3. cost reduction and future security
Cost reduction and future security can be improved by modernizing the application landscape. On the one hand, software-as-a-service solutions offer quasi turnkey, fully maintained and operated solutions for serving entire process groups (such as purchasing or human resources management, but also banking processes such as credit); on the other hand, powerful platform-as-a-service providers such as AWS, Azure or Google Cloud allow the rapid and cost-effective development of contemporary, cloud-native individual applications for the institute to replace the outdated and cost-intensive inventory. Extending the architectural consideration to edge computing, i.e., the targeted use of the computing power of decentralized devices for special tasks, leads to further cost reduction and enables additional interesting use cases, e.g., the analysis of suspicious transactions directly on the cell phone or the digital offer of interactive consulting services outside the branch.
4 Higher speed and agility
As already explained, additional capacities up to complete environments can be provided in the shortest possible time and in a usable form, which massively shortens IT provisioning cycles.
5. access to innovations
Agile teams assembled for innovation are immediately ready to work and can draw on a wealth of existing building blocks and tools that previously had to be developed in-house. Banking data can be securely combined in the cloud with data collected and publicly available there and used for analytics, such as anti-fraud, anti-money laundering, or cross-selling additional services.
6. contribution to sustainability goals
Cloud services can reduce an organization's IT-related CO2 emissions by up to 98% through high workload densification, proprietary technologies, and lightweight application architectures, among other things.
7. drivers for agile transformation
Cloud, microservices, Agile, and DevOps belong closely together, driving each other and causing a fundamental change in deployment and operational processes as well as collaboration with the business side. Institutions such as ING and Commerzbank were early to establish an agile way of working across the enterprise, which is strongly supported by the pervasive use of the cloud as a technology platform.
8 Increased attractiveness for critical young talent
University graduates, especially in STEM subjects, are now intimately familiar with cloud services of various kinds and also expect the usual benefits from their employer. For example, the availability of up-to-date, cloud-based workplaces is a decisive criterion for highly qualified developers when choosing their workplace.

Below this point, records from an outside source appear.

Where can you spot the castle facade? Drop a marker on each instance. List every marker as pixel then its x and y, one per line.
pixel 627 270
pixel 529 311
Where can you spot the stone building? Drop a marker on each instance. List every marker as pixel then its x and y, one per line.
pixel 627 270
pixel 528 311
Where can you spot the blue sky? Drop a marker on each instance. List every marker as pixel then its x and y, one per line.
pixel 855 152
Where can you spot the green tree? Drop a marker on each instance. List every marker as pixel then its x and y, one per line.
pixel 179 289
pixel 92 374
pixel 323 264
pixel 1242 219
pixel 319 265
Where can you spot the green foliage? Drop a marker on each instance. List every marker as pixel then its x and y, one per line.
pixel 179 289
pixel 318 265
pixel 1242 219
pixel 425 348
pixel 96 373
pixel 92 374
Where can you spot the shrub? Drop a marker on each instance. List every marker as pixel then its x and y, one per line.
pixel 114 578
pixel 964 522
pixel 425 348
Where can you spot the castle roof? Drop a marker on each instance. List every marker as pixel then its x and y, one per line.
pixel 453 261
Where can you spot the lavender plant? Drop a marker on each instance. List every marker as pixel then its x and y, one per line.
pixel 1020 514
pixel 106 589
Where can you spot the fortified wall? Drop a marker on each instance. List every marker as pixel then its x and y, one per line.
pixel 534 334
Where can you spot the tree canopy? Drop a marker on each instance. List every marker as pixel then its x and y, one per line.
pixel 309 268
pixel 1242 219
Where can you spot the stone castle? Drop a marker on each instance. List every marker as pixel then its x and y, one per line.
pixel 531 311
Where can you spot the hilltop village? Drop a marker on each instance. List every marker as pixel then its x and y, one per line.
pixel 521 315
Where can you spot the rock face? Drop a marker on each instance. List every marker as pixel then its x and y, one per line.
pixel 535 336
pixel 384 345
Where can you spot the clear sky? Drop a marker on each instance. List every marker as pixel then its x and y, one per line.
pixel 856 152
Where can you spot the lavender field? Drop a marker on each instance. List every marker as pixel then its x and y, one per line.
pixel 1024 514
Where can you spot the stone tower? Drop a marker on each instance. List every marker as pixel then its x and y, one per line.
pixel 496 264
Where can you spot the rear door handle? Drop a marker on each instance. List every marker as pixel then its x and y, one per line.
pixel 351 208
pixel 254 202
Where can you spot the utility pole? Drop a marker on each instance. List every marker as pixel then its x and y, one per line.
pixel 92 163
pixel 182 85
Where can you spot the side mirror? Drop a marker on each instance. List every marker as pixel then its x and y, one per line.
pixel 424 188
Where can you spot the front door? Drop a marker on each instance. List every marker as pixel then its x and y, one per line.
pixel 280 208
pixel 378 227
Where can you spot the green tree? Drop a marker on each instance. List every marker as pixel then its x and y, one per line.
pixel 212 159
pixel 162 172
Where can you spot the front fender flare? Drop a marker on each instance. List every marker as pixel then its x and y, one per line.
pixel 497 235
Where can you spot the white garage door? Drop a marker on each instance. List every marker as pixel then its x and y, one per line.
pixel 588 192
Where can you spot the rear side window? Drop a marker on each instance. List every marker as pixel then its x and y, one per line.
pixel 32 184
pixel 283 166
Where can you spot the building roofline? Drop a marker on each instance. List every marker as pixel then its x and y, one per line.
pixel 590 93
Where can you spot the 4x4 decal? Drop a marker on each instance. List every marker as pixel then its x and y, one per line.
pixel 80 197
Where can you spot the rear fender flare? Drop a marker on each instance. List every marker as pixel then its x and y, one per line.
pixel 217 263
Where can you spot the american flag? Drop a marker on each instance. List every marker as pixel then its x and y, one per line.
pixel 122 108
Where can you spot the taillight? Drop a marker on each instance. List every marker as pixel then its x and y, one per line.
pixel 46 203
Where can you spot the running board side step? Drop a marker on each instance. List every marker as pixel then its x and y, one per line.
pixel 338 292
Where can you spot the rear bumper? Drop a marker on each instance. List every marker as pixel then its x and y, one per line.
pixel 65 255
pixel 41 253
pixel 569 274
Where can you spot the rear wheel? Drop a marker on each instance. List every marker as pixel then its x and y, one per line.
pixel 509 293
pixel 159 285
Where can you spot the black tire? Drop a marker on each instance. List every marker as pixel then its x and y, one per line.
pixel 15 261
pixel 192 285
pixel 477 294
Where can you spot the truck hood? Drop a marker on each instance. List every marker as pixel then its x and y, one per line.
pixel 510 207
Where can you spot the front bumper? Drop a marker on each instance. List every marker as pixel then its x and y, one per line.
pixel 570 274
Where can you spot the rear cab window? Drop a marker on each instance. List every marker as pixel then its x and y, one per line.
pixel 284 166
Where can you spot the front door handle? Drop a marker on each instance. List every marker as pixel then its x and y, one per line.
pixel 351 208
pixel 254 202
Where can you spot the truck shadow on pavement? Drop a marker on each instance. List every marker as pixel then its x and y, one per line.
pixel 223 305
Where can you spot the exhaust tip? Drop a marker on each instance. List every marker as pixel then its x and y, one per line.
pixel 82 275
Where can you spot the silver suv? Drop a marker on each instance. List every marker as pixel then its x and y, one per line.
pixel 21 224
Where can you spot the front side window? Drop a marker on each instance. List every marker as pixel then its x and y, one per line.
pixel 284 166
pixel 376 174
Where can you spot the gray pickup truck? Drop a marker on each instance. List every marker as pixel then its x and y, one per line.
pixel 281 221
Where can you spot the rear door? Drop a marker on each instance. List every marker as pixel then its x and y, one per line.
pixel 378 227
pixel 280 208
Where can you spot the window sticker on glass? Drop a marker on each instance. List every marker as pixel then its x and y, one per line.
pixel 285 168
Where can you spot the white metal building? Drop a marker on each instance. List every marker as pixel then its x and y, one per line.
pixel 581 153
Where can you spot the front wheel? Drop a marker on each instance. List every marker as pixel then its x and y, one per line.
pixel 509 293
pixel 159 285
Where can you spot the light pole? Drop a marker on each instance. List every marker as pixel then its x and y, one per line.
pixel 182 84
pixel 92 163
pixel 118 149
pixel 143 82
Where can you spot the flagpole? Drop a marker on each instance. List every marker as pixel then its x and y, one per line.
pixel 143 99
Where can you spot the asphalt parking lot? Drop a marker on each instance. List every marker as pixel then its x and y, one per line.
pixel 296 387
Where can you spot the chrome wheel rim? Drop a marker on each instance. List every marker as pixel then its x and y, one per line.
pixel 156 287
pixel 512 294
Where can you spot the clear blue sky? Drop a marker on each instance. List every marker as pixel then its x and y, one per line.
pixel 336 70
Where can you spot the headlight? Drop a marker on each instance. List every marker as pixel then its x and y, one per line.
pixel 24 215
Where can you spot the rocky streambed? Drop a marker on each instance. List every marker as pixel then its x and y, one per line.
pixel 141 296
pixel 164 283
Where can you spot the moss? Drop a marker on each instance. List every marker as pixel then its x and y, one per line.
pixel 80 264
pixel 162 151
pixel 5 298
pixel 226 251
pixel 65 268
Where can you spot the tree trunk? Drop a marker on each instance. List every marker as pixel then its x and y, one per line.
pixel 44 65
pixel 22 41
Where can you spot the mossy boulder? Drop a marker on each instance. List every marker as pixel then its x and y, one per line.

German banking industry working on cloud strategies
In summary, it can be said that the German banking industry is currently working on cloud strategies across the board for the reasons mentioned above, or is already implementing them. Although the current geopolitical situation is again encouraging skepticism and restraint, the COVID 19 pandemic has impressively underscored the benefits of cloud services almost simultaneously and ruthlessly exposed the need for digitization not only in the banking industry but also in public administration. The question is therefore no longer "if", but "how" - among other things, the Gaia-X initiative is looking for ways to create more choices for European institutions in order to be able to implement the advantages of the cloud sustainably and with planning certainty.